In case you send SIGHUP again, you will get the message in fluent log file:
[2025/08/01 11:14:58] [engine] caught signal (SIGHUP)
[2025/08/01 11:14:58] [error] reloading in progress, aborting.
This shows that reload didn't completed properly.
Expected behavior
Fluent-bit reloaded, begin to handle input/output. Should respond to signals SIGHUP, SIGTERM.
abnormal_behavior.log
hangs_gdb_output.txt
Your Environment
Operating System and version: any linux, mine: Ubuntu 24.04.2 LTS, kernel 6.8.0-60-generic
Fluent-bit (any last stable version).
Run arguments:
./build/bin/fluent-bit -c ../fluent-test/fluent.conf -v -Y -W
Output: loki v3.5.0 (affecting all output plugins supporting retry)
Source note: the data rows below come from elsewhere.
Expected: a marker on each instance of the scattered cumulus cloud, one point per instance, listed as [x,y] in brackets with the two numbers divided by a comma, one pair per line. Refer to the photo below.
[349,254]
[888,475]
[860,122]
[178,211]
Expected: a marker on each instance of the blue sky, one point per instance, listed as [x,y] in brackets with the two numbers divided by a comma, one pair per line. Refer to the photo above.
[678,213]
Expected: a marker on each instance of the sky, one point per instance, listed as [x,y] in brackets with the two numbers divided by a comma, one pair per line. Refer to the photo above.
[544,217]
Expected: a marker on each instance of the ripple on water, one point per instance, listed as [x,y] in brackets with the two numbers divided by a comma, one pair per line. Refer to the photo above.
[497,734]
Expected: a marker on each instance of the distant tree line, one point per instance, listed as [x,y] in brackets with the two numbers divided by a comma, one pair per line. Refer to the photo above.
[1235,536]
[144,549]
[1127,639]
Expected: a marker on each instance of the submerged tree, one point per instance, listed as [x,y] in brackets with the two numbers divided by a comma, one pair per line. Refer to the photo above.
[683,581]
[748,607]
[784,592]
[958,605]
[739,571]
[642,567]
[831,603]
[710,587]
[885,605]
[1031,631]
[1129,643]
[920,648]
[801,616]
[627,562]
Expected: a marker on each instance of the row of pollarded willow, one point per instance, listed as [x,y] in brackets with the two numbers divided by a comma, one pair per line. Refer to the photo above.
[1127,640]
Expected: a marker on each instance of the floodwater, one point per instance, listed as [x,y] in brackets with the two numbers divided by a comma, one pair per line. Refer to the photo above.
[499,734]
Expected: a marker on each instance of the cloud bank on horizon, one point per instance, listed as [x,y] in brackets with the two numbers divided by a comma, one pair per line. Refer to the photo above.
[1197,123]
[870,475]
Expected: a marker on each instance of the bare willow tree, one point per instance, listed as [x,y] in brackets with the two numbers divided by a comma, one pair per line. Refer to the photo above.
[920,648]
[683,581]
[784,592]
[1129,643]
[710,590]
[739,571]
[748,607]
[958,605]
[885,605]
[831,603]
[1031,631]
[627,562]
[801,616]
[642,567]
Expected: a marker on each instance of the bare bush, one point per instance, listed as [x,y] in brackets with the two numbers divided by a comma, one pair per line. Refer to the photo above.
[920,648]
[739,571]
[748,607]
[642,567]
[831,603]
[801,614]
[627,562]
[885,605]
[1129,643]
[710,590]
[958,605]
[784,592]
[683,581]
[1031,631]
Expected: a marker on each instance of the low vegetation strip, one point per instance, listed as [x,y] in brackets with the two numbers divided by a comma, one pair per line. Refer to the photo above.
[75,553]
Fluent-bit should be started with Hot_Reload
and Ensure_Thread_Safety
set to True or Retry_Limit
set to no_limits
.
🔽 Fluent-bit config
[Service]
Hot_Reload.Ensure_Thread_Safety true
Shutdown_Grace 5
Log_Level trace
Http_Server true
Parsers_File /home/raskin/kind/fluent-test/fluent/parsers.conf
Parsers_File /home/raskin/kind/fluent-test/fluent/parsers_multiline.conf
storage.path /home/raskin/kind/fluent-test/fluent/buffer/
storage.sync normal
storage.checksum off
storage.backlog.mem_limit 5MB
storage.metrics on
storage.max_chunks_up 5
storage.delete_irrecoverable_chunks on
storage.backlog.flush_on_shutdown Off
[Input]
Name tail
Path /home/raskin/kind/fluent-test/fluent/log/*.log
Read_from_Head true
Refresh_Interval 60
Skip_Long_Lines true
DB /home/raskin/kind/fluent-test/fluent/tail/pos.db
DB.Sync Normal
Mem_Buf_Limit 32MB
Parser cri
Tag kube.*
storage.type filesystem
storage.pause_on_chunks_overlimit off
Log_Level trace
[Output]
Name loki
Log_Level trace
Match_Regex .*
Retry_Limit no_limits
host localhost
port 3100
auto_kubernetes_labels off
tls Off
Additional context
PR is ready — plan to fix it myself.